The Thai government has extended the lockdown until at least Aug 2 and increased the number of provinces under lockdown and curfew.
Although factories are allowed to remain open under special circumstances, the stock prices of many companies continue to decline.
However, while some stocks are suffering from the measures, others are less affected by the lockdown, even enjoying an upside such as electronics, food and beverage, agriculture, rubber gloves, container ships, low-rise housing developers, asset management companies and hospitals.
Kasikorn said the impact will be greater when Thailand announces full lockdowns nationwide.
Analysts at the brokerage said the SET Index will rise to around 1,540 points if lockdowns remain in place for one month.
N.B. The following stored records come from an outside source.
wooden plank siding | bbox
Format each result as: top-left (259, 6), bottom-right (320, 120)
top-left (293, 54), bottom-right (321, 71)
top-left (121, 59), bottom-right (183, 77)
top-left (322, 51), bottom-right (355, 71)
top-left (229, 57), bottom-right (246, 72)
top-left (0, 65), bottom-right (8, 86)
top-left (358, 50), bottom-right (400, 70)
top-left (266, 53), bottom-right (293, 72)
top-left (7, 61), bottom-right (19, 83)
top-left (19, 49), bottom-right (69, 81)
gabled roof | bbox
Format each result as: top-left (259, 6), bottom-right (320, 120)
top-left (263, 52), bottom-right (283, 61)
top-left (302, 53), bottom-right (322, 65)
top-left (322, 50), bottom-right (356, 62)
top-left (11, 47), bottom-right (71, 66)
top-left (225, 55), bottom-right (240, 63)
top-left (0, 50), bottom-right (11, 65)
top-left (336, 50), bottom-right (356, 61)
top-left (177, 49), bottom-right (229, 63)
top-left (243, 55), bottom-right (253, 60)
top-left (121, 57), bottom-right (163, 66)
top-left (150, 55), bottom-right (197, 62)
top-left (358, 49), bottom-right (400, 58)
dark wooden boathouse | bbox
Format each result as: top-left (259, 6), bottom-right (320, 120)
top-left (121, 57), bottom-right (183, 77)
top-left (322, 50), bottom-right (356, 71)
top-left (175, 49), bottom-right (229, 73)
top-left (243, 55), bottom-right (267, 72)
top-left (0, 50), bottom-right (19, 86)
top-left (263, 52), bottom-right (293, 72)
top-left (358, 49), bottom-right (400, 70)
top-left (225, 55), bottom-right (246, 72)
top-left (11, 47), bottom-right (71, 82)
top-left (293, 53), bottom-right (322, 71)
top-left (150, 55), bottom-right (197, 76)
However, it will drop to 1,480 points if they are prolonged.
SCB Securities (SCBS) research stated the government is preparing to reintroduce spending stimulus measures such as the “Khon la Krueng” co-payment scheme, “Ying Chai Ying Dai” (the more you spend, the more you get) e-voucher cashback scheme, and the “Shop Dee Mee Kuen” (shop and payback) programme, with the limit increased to over 100,000 baht this time.
The reintroduction of these measures is aimed at stimulating economic activity and injecting at least 100 billion baht into the economy within one quarter.
These measures will predominantly benefit businesses in the retail and IT sectors, said SCBS.
However, if the lockdown is extended up to three months, travel restrictions will heavily impact tourism-related businesses.
SCBS estimates the number of tourists travelling to Thailand will total only 1.2 million, down 82% from the previous year, with revenue dipping by 74%.
If the pandemic cannot be contained even after the lockdown, the tourism industry will remain in a slump during the fourth quarter this year, said the brokerage.
SCBS recommends investment in safe stocks such as those with high dividends, power plants, and the medical and ICT industries.
The brokerage warns investors to be cautious concerning equities related to shipping and agricultural products, which are expected to be more volatile.
In addition, investors should monitor outbreaks in provinces other than those deemed dark red zones and factory clusters, which are increasingly becoming severe, as they will affect the supply chain in the short term, analysts from SCBS said in a statement.